Happy birthday, Wright.


Frank Lloyd Wright was born on this day in 1867.

Every idea that is a true idea has a form, and is capable of many forms. The variety of forms of which it is capable determines the value of the idea. So by way of ideas, and your mastery of them in relation to what you are doing, will come your value as an architect to your society and future. That's where you go to school. You can't get it in a university, you can't get it here, you can't get it anywhere except as you love it, love the feeling of it, desire and pursue it. And it doesn't come when you are very young, I think. I believe it comes faster with each experience, and the next is very simple, or more simple, until it becomes quite natural to you to become master of the idea you would express. 

As we live and as we are, Simplicity - with a capital "S" - is difficult to comprehend nowadays. We are no longer truly simple. We no longer live in simple terms or places. Life is a more complex struggle now. It is now valiant to be simple: a courageous thing to even want to be simple. It is a spiritual thing to comprehend what simplicity means.  The longer I live the more beautiful life becomes. If you foolishly ignore beauty, you will soon find yourself without it. Your life will be impoverished. But if you invest in beauty, it will remain with you all the days of your life.

Frank Lloyd Wright


One of the more extraordinary elements of the unique pedagogical approach to architecture at Taliesin West is the student housing.

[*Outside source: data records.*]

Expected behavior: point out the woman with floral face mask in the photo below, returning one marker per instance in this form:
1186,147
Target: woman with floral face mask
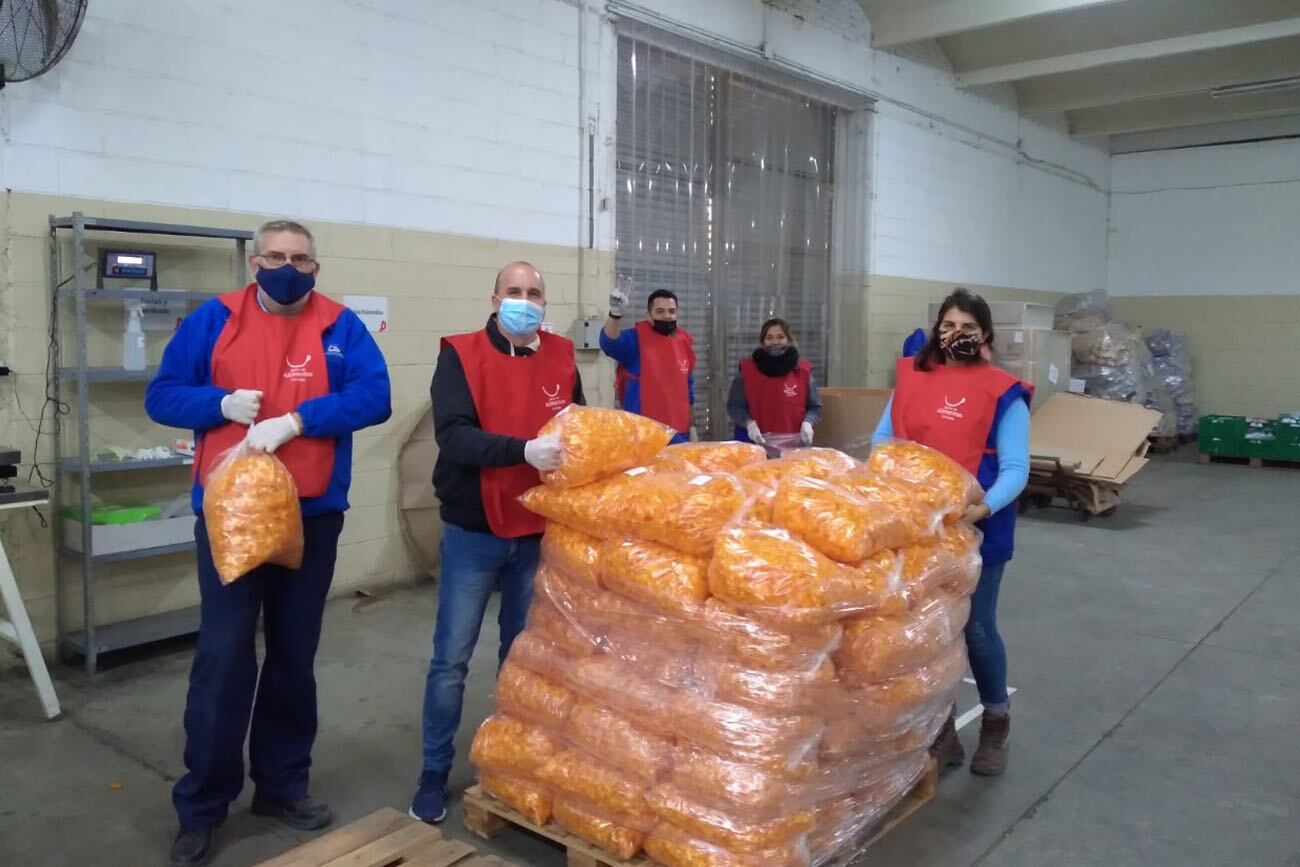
774,391
952,399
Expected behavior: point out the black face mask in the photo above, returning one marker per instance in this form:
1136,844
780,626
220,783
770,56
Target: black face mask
776,363
963,349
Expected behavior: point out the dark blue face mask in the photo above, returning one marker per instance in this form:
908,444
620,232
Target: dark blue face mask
285,285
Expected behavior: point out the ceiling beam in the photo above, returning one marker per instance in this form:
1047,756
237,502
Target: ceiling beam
1164,77
1191,109
1264,128
1127,53
898,22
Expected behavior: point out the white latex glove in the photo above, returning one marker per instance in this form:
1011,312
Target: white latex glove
271,434
242,406
618,303
544,452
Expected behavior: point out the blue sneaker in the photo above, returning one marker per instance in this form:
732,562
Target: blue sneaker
429,803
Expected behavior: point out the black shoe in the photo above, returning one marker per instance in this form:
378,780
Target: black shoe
193,848
303,814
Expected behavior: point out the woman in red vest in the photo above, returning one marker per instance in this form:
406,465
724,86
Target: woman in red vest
774,391
952,399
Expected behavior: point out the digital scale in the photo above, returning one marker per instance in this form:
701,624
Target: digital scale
128,264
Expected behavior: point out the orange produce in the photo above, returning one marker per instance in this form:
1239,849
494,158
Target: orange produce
572,553
719,456
876,649
657,576
510,746
675,848
529,697
915,463
597,785
250,506
598,442
776,577
529,798
597,829
619,741
723,828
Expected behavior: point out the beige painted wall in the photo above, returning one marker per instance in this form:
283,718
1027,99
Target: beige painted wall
1243,347
436,284
897,306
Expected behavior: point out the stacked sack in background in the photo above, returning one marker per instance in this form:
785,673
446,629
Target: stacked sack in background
1173,368
1110,359
729,660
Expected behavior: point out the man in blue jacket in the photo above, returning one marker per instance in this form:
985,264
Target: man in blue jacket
274,367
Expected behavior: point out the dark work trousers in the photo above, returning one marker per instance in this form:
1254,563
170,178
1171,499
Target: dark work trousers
224,679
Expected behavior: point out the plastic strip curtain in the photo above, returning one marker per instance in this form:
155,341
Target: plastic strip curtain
724,195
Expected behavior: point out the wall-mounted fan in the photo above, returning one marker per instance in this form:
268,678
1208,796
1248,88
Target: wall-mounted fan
35,34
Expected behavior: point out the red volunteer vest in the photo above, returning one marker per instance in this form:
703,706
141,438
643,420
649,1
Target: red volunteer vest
282,356
776,403
666,365
950,408
515,395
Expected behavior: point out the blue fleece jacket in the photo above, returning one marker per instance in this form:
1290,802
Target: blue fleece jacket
627,351
182,394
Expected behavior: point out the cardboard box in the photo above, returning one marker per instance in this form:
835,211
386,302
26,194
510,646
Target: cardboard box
849,416
1092,438
1043,359
116,538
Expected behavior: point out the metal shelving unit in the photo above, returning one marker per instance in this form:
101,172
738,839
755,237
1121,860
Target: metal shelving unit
74,472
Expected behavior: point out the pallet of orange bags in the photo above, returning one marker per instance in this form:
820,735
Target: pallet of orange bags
489,818
385,839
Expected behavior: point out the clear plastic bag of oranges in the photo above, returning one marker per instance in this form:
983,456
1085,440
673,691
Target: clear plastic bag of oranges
598,442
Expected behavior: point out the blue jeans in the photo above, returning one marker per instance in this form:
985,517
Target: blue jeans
983,642
473,564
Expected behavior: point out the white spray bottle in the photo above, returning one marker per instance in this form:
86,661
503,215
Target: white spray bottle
134,355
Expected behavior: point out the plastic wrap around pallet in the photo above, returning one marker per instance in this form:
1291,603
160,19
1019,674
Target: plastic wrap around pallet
735,662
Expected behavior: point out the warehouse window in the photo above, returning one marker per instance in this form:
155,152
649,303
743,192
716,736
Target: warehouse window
726,191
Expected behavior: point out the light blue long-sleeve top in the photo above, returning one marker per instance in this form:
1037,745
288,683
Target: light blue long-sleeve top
1012,441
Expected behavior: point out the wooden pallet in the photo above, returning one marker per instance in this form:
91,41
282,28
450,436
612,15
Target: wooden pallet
386,837
1247,462
490,818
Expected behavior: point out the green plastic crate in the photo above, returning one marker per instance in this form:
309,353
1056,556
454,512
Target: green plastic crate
1223,436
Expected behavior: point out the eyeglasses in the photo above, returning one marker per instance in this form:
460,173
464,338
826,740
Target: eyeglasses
302,261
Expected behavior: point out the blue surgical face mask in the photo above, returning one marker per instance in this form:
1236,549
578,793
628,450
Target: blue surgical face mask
285,285
519,317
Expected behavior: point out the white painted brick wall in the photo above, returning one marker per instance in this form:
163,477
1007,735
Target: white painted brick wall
1207,221
462,116
453,116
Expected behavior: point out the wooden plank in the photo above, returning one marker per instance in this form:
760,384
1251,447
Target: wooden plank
440,854
347,839
389,850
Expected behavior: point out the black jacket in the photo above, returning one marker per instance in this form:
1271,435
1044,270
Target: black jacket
464,447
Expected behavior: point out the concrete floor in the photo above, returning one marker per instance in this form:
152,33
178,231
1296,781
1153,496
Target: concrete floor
1157,655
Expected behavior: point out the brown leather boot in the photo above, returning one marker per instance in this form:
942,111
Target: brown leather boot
991,754
947,750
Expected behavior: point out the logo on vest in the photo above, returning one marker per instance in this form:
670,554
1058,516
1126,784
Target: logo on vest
952,410
297,371
553,398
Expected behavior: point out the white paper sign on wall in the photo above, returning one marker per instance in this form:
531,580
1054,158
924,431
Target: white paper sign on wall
160,313
372,310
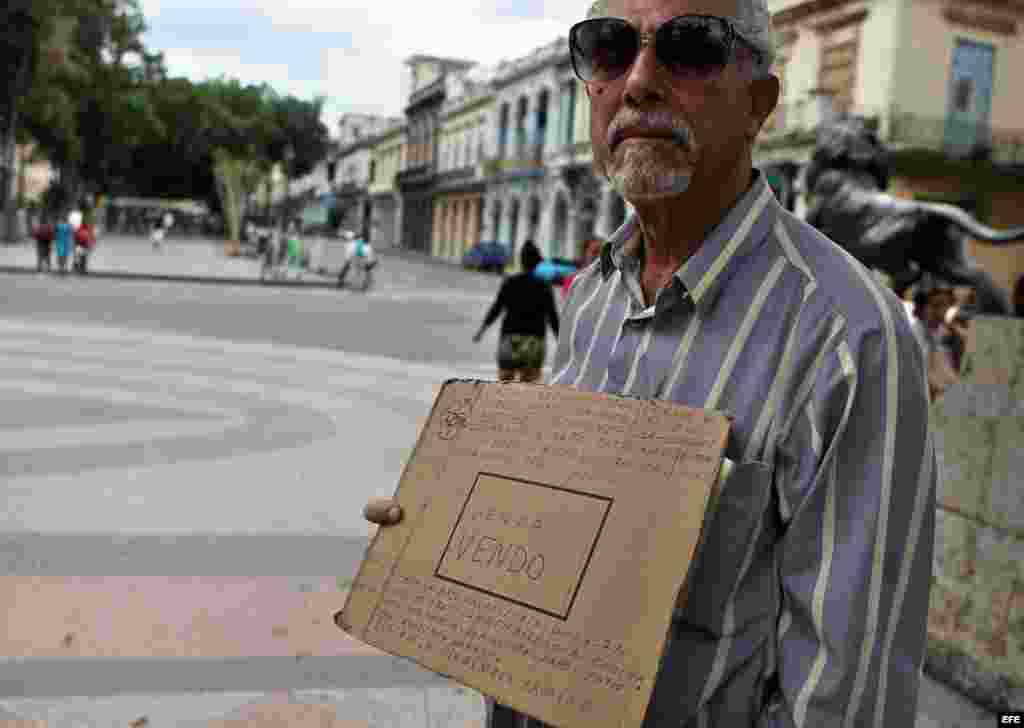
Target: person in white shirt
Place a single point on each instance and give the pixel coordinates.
(356, 249)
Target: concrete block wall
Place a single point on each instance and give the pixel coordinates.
(977, 606)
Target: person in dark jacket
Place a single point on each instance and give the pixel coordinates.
(528, 304)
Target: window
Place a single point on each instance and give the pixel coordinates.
(777, 120)
(838, 72)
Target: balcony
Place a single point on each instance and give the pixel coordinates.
(569, 155)
(795, 125)
(530, 160)
(958, 140)
(427, 92)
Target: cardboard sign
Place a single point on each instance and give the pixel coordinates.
(546, 539)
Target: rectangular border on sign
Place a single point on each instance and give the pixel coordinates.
(607, 509)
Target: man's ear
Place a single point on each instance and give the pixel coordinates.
(764, 98)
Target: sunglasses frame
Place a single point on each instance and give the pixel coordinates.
(731, 36)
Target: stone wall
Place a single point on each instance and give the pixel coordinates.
(976, 625)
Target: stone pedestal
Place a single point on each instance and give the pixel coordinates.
(976, 624)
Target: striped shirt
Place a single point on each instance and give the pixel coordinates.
(808, 603)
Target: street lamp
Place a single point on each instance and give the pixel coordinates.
(289, 159)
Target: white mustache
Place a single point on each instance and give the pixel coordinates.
(648, 123)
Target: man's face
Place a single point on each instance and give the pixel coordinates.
(719, 118)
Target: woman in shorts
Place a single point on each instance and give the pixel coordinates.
(528, 304)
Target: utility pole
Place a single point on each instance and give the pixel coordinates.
(23, 28)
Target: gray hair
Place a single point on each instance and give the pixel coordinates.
(753, 24)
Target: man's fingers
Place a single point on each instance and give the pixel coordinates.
(382, 511)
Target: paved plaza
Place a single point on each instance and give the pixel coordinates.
(183, 468)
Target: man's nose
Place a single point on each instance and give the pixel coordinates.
(646, 78)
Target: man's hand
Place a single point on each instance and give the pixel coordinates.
(382, 511)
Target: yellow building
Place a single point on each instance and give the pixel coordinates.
(939, 79)
(459, 196)
(387, 159)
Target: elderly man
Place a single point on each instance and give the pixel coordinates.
(808, 602)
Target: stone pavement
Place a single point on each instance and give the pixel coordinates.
(193, 646)
(183, 259)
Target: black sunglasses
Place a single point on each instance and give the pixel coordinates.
(692, 47)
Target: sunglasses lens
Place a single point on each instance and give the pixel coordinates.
(693, 47)
(602, 48)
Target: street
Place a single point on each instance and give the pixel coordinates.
(183, 471)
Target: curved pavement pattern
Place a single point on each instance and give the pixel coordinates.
(182, 518)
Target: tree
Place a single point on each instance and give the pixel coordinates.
(237, 179)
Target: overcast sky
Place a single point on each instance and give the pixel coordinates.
(351, 52)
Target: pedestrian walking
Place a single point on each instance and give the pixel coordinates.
(528, 305)
(807, 603)
(85, 242)
(591, 250)
(360, 254)
(295, 256)
(65, 239)
(75, 218)
(44, 233)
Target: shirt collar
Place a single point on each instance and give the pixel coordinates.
(708, 270)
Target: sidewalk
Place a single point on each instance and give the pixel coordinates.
(188, 260)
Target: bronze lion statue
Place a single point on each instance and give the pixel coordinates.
(846, 180)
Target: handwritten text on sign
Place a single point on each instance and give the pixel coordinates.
(536, 559)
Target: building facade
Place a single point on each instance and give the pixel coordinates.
(938, 79)
(417, 181)
(356, 137)
(387, 157)
(461, 184)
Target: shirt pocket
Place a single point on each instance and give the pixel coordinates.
(734, 526)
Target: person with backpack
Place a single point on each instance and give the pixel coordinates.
(44, 233)
(85, 242)
(64, 236)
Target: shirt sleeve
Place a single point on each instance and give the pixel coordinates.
(856, 483)
(552, 310)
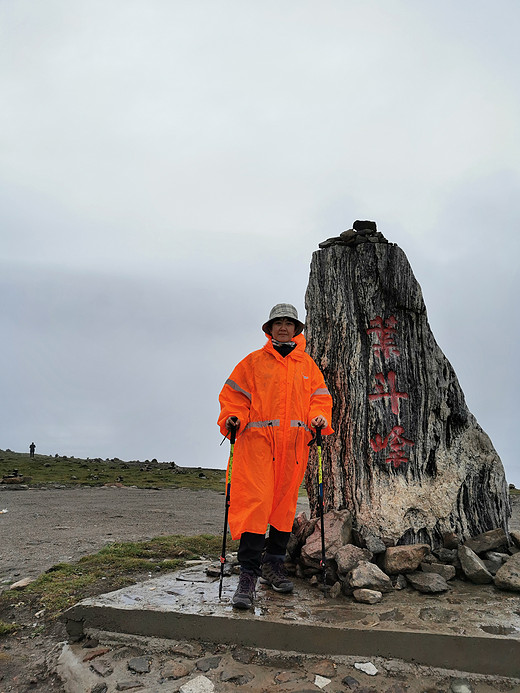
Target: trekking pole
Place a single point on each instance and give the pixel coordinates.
(320, 506)
(232, 437)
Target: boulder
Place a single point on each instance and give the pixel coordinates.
(404, 559)
(349, 556)
(408, 458)
(474, 569)
(487, 541)
(367, 596)
(508, 576)
(515, 537)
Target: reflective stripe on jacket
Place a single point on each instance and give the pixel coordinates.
(275, 399)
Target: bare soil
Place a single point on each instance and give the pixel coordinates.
(43, 527)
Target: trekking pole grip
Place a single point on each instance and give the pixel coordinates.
(233, 431)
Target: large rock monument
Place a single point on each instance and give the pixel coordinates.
(408, 458)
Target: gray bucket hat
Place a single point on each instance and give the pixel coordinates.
(283, 310)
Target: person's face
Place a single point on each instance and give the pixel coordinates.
(283, 329)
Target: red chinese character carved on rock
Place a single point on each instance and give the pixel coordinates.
(396, 441)
(385, 333)
(392, 393)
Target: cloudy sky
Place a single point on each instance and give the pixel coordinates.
(168, 167)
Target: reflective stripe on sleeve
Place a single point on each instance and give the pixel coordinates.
(263, 424)
(320, 391)
(236, 387)
(295, 423)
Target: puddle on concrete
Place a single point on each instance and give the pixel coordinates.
(460, 611)
(499, 630)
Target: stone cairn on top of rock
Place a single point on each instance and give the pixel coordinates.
(414, 492)
(361, 232)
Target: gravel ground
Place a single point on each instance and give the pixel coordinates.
(45, 527)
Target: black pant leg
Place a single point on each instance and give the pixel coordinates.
(277, 543)
(250, 551)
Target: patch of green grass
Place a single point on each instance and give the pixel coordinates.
(115, 566)
(7, 628)
(70, 471)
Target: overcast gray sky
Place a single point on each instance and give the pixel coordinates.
(167, 169)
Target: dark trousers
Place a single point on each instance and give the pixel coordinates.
(252, 546)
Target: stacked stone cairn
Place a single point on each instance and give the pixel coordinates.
(363, 567)
(361, 232)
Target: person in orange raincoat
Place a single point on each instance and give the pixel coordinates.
(274, 398)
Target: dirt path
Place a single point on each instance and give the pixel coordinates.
(45, 527)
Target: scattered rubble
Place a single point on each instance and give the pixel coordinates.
(486, 558)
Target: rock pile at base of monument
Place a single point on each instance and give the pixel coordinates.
(365, 568)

It was part of Frank Lloyd Wright’s design vision to imbed his apprentices in the landscape, to let them learn from the land, the wind, sun and shadow, soil and sky, the sight, sound and smell of it, the plants and animals of it, and to let the landscape reveal itself as inspiration for designing shelter that is positioned deeply within the context of its site.

This tradition carries through to the present day. Most of the 30 or so graduate students live in very small shelters that dot the open desert a good distance from the main Taliesin West compound. Though the scale is modest, often only large enough for sleeping quarters and a fire pit, the designs range from spartan to contemporary to totally outlandish. Students are invited to design and build their own if they so choose.